Use HashMap for better multithreaded performance

A technique that improves performance for applications with infrequently updated read-write maps

Comments

A disadvantage to using data shared among multiple Java threads is that access to the data must be synchronized to avoid an inconsistent view of the contents. For example, the Hashtable class' put() and get() methods are synchronized. Synchronization is required so simultaneous put() and get() methods have sole access to the data when executing.

The synchronization points around those methods can become bottlenecks when an application's threads access those methods too frequently. Only one thread at a time gets access to the contents. The other threads must wait their turn, which hurts performance and throughput.

For data that changes infrequently, we've developed a technique that allows use of a HashMap, rather than a Hashtable. In a HashMap, the get() and put() methods are not synchronized. The developer is responsible for ensuring that get and put operations never execute at the same time. Our technique gives you a way to do this. (The approach works even if data is updated frequently, but the performance advantage is lost. Repopulating a HashMap offsets the performance gained by avoiding synchronized accessor methods.)

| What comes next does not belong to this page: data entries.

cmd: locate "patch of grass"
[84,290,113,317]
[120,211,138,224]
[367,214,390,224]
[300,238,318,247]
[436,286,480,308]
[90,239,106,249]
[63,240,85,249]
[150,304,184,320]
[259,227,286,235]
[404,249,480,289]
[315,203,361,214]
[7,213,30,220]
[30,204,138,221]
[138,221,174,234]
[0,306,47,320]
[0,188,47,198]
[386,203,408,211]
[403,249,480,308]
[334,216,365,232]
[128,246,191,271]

The technique takes advantage of two other characteristics of the Java language:

  • Automatic garbage collection— When the last reference to an object has gone away, the Java run time can free the object automatically. No action by the application is required other than making sure that no object references remain when the application is done using the object.
  • Atomicity of object references— A simple assignment statement that gets access to an object cannot be interrupted. As a result, it's not necessary to synchronize around a single-object assignment statement. If no synchronization point is present, the possibility of queuing for access to the object is eliminated.

You can take advantage of these Java language characteristics when data contained in a list-type object does change by keeping two separate instances of the object. Once one is populated, it doesn't change again. It is effectively immutable. It would be dangerous if the get and put operations were allowed to execute simultaneously. The technique we describe here ensures that all puts complete before any get can execute.

The technique

The sample code in Listing 1 illustrates the technique.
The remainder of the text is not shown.